Le logement : une priorité électorale

Les candidats, François Hollande, François Bayrou, Eva Joly et Jean-Luc Mélenchon conviés, début février, à l’appel de la fondation Abbé Pierre ont apposé leur signature au « Contrat social pour une nouvelle politique du logement », rédigé à l’occasion du 17ème rapport annuel sur le mal-logement. Parmi les engagements forts que prévoit l’accord pour pallier la pénurie de logements, la création de 500 000 logements par an, dont 150 000 sociaux, la baisse et un encadrement des loyers.

Augmentation des logements sociaux

Au-delà de ce consensus, les prétendants à la présidentielle se sont emparés du sujet et les annonces de mesures se multiplient. Tous les candidats, sauf Marine Le Pen, souhaitent augmenter le nombre de logements sociaux. Pour Nicolas Sarkozy, ils seront exclusivement réservés aux zones en carence et l’accession sociale devra être intégrée dans les chiffres. A gauche, François Hollande, Jean-Luc Mélenchon et Eva Joly se rejoignent sur l’augmentation du taux minimum de logements sociaux dans les communes (SRU, loi de solidarité et renouvellement urbain) en passant de 20 à 25 % pour les premiers et à 30% pour la candidate des Verts. Concernant les amendes prévues pour les municipalités non respectueuses de la loi, François Hollande souhaite les multiplier par cinq et Jean-Luc Mélenchon par dix.

Construction contre pénurie

Si 600 000 logements ont été construits sous la présidence de Nicolas Sarkozy, la pénurie persiste en France. Pour faire face, à gauche comme à droite, des projets de construction sont prévus. Nicolas Sarkozy, François Hollande et François Bayrou proposent de débloquer des terrains appartenant à l’Etat notamment pour les mettre en vente pour le candidat UMP. Ce dernier souhaite par ailleurs élever les droits à construire de 30 % en accord avec les communes. Le candidat du PS qui promet 2,5 millions de nouveaux habitats intermédiaires, sociaux et étudiants s’engage à donner des terrains aux collectivités locales qui devront construire dans les 5 ans. Quant à Marine Le Pen, elle se distingue en prônant la destruction des cités construites dans les années 50 à 70, qu’elle juge peu esthétiques.

Loyers et expulsions

Le marché locatif et notamment le contrôle des loyers reste un point de discorde entre les candidats. François Hollande opte pour un encadrement des loyers à la location, tandis que Nicolas Sarkozy est défavorable à tout contrôle. Il en est de même pour François Bayrou qui nuance avec la mise en place d’un « observatoire des loyers » pour donner aux locataires une idée des prix moyens en fonction des zones.

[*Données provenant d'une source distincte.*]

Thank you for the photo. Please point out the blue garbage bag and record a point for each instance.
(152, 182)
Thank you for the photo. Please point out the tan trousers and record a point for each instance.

Concernant les expulsions auxquelles est fervemment opposé Jean-Luc Mélenchon, elles devront être conditionnées par une obligation de relogement pour François Hollande et Eva Joly. A droite, on s’oriente davantage vers des mesures préventives : Nicolas Sarkozy propose un nouveau bail avec réduction des délais de préavis et d’expulsion contre des loyers plus faibles. Pour le président du Modem, les risques d’impayés seront garantis par une mutuelle d’initiatives publique.